Bauhaus: Art as Life
Hearing there’s a new exhibition about the notorious German school opening its doors might provoke dubious and not at all enthusiastic feelings. We all think we’ve already heard almost everything there is to know about Bauhaus, seen or read massive coffee table books depicting it, we know how its glorious masters look like and maybe even possess some of its heritage. When Barbican Art Gallery – in itself a massive brutalist post-war patrimony – announced the first major Bauhaus’ retrospective in Britain after forty years, the zest outside the narrow experts’ circle could have been quite mild.

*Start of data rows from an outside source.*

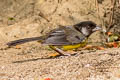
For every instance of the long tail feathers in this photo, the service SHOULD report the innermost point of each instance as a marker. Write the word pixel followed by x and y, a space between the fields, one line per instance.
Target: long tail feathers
pixel 21 41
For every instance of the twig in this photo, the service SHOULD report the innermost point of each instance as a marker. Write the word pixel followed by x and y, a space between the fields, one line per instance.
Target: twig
pixel 111 24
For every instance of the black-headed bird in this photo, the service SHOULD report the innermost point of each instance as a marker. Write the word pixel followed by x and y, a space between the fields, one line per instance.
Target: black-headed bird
pixel 64 37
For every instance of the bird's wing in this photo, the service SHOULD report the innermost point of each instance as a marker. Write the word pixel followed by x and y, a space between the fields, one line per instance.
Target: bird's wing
pixel 56 37
pixel 72 35
pixel 65 35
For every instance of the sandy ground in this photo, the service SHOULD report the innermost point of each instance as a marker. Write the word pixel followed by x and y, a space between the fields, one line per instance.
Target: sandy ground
pixel 29 18
pixel 30 63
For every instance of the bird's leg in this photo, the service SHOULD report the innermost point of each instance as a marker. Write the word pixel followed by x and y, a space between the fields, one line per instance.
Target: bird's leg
pixel 61 52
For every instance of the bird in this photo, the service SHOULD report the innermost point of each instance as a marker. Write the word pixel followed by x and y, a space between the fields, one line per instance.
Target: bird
pixel 64 37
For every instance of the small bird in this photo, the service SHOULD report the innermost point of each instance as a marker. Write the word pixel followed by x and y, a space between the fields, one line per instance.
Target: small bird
pixel 64 37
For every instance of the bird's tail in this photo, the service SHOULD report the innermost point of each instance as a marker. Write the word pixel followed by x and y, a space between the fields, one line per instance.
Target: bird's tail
pixel 21 41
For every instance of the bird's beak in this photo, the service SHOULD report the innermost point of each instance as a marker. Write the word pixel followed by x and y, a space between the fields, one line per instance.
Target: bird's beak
pixel 97 28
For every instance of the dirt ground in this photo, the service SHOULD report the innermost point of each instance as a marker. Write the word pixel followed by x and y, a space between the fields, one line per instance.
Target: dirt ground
pixel 30 18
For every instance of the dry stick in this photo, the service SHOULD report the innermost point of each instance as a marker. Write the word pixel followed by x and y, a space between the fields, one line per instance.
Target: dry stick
pixel 111 25
pixel 99 18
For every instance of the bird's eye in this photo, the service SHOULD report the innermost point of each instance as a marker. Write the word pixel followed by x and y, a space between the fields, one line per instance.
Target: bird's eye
pixel 88 27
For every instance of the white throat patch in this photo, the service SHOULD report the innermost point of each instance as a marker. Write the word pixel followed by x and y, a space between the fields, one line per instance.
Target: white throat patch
pixel 85 31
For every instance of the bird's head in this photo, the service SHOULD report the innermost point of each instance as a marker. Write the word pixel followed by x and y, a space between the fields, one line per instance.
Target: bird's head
pixel 87 27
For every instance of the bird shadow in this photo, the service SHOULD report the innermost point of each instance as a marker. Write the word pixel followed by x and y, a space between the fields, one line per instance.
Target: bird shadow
pixel 36 59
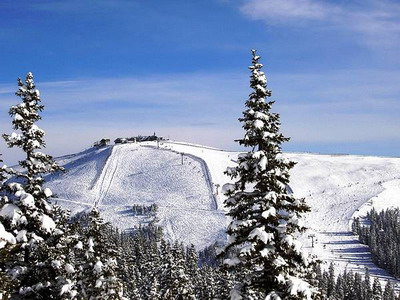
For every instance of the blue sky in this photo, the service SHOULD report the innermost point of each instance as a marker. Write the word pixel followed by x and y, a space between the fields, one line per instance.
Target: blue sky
pixel 109 68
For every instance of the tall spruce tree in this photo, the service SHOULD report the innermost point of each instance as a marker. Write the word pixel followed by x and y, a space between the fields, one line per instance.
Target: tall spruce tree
pixel 38 227
pixel 265 215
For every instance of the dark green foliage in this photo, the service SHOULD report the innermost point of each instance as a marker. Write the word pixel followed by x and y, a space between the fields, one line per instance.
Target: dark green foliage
pixel 265 216
pixel 382 235
pixel 352 286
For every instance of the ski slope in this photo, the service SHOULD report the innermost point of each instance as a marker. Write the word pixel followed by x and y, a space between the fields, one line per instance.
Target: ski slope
pixel 337 187
pixel 115 178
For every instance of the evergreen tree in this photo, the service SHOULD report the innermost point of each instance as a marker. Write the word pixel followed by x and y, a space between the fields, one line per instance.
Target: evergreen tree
pixel 331 281
pixel 99 270
pixel 265 215
pixel 388 293
pixel 36 261
pixel 376 290
pixel 367 291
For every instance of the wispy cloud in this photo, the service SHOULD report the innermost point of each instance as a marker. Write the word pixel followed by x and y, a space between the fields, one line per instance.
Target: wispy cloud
pixel 377 21
pixel 331 107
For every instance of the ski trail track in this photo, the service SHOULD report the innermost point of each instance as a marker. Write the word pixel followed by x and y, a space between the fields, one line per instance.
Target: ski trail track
pixel 129 174
pixel 105 180
pixel 205 170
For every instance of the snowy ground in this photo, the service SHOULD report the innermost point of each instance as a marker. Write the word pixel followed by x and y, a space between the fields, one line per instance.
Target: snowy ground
pixel 191 207
pixel 337 187
pixel 115 178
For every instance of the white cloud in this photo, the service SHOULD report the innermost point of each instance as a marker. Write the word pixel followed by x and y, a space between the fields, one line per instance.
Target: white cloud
pixel 377 21
pixel 284 10
pixel 337 107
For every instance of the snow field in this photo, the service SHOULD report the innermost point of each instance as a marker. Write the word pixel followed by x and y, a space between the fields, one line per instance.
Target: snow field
pixel 130 174
pixel 336 187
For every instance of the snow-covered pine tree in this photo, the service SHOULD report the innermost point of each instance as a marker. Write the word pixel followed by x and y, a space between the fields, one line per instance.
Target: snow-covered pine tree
pixel 99 273
pixel 265 215
pixel 25 210
pixel 376 290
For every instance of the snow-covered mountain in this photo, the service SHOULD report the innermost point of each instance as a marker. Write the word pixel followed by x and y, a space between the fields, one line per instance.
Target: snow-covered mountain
pixel 185 180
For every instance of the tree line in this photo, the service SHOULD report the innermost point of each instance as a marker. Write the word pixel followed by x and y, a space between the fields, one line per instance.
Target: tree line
pixel 46 254
pixel 382 235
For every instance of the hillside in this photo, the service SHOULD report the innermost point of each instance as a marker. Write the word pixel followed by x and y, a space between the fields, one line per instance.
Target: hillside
pixel 116 177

The history of the revolutionary school, traced from it’s founding in Dessau in 1919 by Walter Gropious until the forced closure in 1933 has already been told from many points of view. Nevertheless, “Art as Life” exhibition takes a new insight on the school’s artistic production and the undercurrent legacy. While Bauhaus was duelling between classical take applied arts and its new industrial counterpart, what emerged was a collaborative spirit between (almost) all teachers and students.
“Art as Life” brings to our attention the playful and yet undiscovered side of the progressive modernist school – the famous Bauhaus parties, the commonly unknown photos of fashionable students, the unseen work where professors’ mastery gets mixed with the young students’ idealism and naivety. Unveiling the diversity of Bauhaus’ production, the works displayed are as disparate as Nivea adds, table lamps and ceramic pots, school party invitations, coffee machines, chess sets and spinning tops designed by characters like Johannes Itten, Josef and Anni Albers, Walter Gropious, Hannes Meyer, Paul Klee, Laslo Moholy-Nagy, Ludwig Mies van der Rohe and August Schlemmer alongside with their students.
Running until the 12th of August, “Art as Life” opens quite a straightforward look on Bauhaus that makes us understand Modernism was much more than plain rigor.